Scripture Reading: Matthew 18:21-34
Anyone who says they don’t believe in speaking in tongues has never prayed the Lord’s Prayer with a group of Christians from diverse backgrounds.
Over and against each other—and all at once—you’ll hear:
Forgive us our debts, as we forgive our debtors…
Forgive us our sins, as we forgive those who sin against us…
Forgive us our trespasses, as we forgive those who trespass against us…
And nobody seems to know when the prayer is supposed to stop:
Some add the doxology; others don’t…
Some mouth along to words they can’t remember because they’re trying to show Christian solidarity but their tradition doesn’t recite that last bit…
Some are “amen-ing” when others are “kinging, powering, and glorying God”…
It’s chaos. But it’s beautiful chaos.
Leaving the end of the prayer for another week’s reflection, I don’t think it’s coincidence that the line about repentance and forgiveness is the one that we most struggle to articulate together.
A Case for Trespassing
Over the years, I’ve had the ability to take a deep look into the ways the bible talks about sin. My own studies and translation work has been aided by those of many others, such as my grad school colleague Joseph Lam, who wrote his dissertation on the concept of sin in the Old Testament. And all of that has led me to begin to think that the old ways might be best here—perhaps we should all be trespassing……in the prayer, I mean; not around town.
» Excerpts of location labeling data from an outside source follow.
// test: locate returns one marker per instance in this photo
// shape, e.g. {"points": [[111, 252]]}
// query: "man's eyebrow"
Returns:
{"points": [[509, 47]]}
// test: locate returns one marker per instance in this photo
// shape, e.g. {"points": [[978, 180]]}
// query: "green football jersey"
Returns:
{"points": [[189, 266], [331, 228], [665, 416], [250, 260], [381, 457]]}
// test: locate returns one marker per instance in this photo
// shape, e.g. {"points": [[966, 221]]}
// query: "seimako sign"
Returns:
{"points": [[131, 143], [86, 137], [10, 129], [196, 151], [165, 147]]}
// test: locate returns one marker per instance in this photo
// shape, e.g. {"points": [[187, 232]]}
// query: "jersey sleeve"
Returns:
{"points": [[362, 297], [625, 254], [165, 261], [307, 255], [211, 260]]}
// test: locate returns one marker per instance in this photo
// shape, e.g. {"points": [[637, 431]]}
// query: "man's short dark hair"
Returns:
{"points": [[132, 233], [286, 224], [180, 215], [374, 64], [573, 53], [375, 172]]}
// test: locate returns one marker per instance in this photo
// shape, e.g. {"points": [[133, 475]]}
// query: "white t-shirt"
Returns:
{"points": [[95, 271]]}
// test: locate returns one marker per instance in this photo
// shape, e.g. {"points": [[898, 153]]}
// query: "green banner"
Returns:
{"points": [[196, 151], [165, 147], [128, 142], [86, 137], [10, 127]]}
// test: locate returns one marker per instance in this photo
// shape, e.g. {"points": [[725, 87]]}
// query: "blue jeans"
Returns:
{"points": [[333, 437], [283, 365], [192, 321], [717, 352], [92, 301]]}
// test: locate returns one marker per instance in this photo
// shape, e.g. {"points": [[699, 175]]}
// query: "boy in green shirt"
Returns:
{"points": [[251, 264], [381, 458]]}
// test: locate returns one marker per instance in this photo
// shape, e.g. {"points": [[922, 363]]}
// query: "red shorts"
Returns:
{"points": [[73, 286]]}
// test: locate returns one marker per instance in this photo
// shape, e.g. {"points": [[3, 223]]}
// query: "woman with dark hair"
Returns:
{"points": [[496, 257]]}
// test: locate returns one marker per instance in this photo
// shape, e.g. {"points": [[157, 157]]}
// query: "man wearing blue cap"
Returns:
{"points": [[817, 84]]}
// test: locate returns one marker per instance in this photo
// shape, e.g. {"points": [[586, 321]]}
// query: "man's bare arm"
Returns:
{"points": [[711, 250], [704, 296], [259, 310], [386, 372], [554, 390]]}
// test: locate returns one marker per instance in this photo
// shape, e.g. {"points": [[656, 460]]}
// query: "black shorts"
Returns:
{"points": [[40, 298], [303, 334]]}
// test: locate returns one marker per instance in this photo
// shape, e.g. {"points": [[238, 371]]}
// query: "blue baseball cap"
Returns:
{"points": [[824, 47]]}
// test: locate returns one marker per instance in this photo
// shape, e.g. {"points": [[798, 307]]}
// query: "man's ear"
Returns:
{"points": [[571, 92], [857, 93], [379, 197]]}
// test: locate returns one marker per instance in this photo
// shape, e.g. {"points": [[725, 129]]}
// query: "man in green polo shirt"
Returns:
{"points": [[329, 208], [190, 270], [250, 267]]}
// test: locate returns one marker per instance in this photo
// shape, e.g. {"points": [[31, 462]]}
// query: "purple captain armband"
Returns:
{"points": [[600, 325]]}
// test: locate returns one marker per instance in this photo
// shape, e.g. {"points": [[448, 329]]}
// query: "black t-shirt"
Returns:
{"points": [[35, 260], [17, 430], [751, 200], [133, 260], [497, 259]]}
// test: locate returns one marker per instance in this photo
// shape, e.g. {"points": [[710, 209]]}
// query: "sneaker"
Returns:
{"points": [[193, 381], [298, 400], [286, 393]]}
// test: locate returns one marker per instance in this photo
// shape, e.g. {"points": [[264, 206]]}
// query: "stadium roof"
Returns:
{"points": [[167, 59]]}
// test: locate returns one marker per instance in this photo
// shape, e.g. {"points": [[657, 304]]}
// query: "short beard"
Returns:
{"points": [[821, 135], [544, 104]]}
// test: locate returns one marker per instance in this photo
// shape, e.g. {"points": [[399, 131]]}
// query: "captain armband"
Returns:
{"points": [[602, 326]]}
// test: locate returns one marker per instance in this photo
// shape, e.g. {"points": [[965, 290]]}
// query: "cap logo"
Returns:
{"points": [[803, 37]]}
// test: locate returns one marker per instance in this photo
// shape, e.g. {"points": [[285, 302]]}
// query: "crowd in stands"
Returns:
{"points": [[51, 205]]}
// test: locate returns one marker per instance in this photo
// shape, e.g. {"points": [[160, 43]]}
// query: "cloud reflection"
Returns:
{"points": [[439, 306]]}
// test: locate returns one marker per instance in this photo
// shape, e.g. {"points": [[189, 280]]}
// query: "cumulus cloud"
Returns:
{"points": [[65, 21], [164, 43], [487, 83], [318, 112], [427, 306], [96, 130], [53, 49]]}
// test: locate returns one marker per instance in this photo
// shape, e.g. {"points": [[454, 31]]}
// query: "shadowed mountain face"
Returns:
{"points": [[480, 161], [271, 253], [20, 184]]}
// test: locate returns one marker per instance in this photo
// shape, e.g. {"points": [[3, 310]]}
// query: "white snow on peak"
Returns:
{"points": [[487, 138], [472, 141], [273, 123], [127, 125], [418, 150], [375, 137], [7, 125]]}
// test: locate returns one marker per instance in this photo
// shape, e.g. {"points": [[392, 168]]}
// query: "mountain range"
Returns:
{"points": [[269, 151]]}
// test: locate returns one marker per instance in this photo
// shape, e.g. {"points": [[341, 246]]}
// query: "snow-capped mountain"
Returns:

But first, a story. And actually, this exact story has played out more than three times in my ministry. In it’s basic form, it goes something like this:
An individual comes to me struggling with what you might call a moral dilemma. There’s something going on—perhaps in their own life, perhaps in that of a family member or among their circle of friends—but it’s something that they were taught was a sin, and they don’t know what to do about it.
At some point, I ask them what sin is. It seems a simple enough question: “What is sin?”
But universally, they each have confessed that they don’t really know. They talk about how they were given a list of things—behaviors and actions, usually—that are deemed “sin.” Sin is defined as what’s on the list. But lists are nearly impossible to use in the real world.
I believe that part of what has sapped Christianity’s witness in the last century is that we haven’t taught people how to identify sin “in the wild,” so to speak. We don’t really know what sin is, at its core. So when peer pressure, or emotions, or stress, or health issues, or whatever it is that breaks us down does its thing, we simply shake our heads at the checklist of sins and decide that asking forgiveness is easier than asking permission.
Sin = Trespass
From all the research I’ve done, all the reading and translating and praying and everything else that has gone into it, I’ve come to the conclusion that the core sense of “sin” is not too far off from the sense of “trespass.”
As the bible talks about it, we sin “against” someone—and that someone is usually God or one other. For instance, a commonly used prayer of confession defines sin through its confessions that:
We have not loved you [God] with our whole heart;
we have not loved our neighbors as ourselves. (BCP)
Sin against God; sin against each other.
In fact, the context of the parable I read a moment ago is Jesus’ instruction for finding reconciliation with “your brother or sister” who “sins against you” (Matthew 18:15).
But what then does it mean to sin against God or each other?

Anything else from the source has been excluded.